От свежего воздуха у Игоря закружилась голова. Все во дворе казалось ему знакомым: белые стволы берез, темневший вдали скотный двор совхоза. Игорь не знал, что делать, и выскочил было взглянуть, не пришла ли мать, но солдат оцепления оттолкнул его железным прикладом автомата. Там же, во дворе, стояли автомашины с зелеными фургонами на месте кузова. Заключенных стали заталкивать в фургоны. Братья Беленькие — Ефим и Колька — хотели сесть в грузовик, куда сунули Игоря, но им заломили руки и втолкнули в другой. Игорь не знал, куда их теперь повезут.
Когда машина подскакивала на рытвинах и буграх, люди, прижатые друг к другу, колыхались разом, как сплошная масса. Вскоре воздух стал кислым, все дышали жадно, как рыбы в тесном садке. Кто-то кричал, материл фашистов, царапал ногтями железные стенки кузова. У Игоря ломило виски, шумело в ушах, жгла рана на затылке. Наконец болтанка окончательно затемнила его мозг. Последнее, что он услышал, была орудийная пальба и протяжные залпы «катюш». «Наши наступают!.. — обрадовался он и подумал с надеждой: — Может, подоспеют?»
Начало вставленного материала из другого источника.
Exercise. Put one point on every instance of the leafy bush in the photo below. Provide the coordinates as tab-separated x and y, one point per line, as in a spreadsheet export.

Очнулся он на пороге вокзала редкого города. Зябко поеживаясь, Игорь посмотрел на рельсы, чуть-чуть выступающие из-под снега. Около паровозного депо — высокого здания со стеклянной разбитой крышей — валялись два искалеченных паровоза. Один — колесами вверх, другой — на боку, с вмятым корпусом, похожим на приплюснутую бочку.
— Пошли, Игорь, — подбежали к нему братья Беленькие. Они повели его к вагону, окруженному солдатами. В вагоне находились свои ребята и еще человек десять незнакомых. Было просторно. К тому же на полу валялись снопы необмолоченной ржи. Люди обрывали колосья и расстилали под себя солому.
— Лафа, живи, как дома! — воскликнул чернобородый Палкин, растягиваясь на соломе во весь рост. — А ну, закрывай двери, чего ждать.
Немец, стоявший у двери снаружи, послушно приналег на щеколду чем-то железным и закрутил ее проволокой.
— Хватит тебе, фриц поганый, не убежим, — не унимался Палкин. Раньше он думал, что его, как уголовника, выпустят на волю, и теперь был обозлен на немцев.
Внутри вагона в дверных косяках было вбито по скобе. В них была просунута доска. С другой стороны в таких же скобах была другая доска. Как только двери задвинули, Палкин подвел к ним Кириллыча и стал показывать пальцами на скобы и двери.
Когда поезд по завьюженной дороге выехал в открытое поле, через неплотно закрытые окна и щели (вагон был ветхий, расшатанный взрывной волной) полетел снег.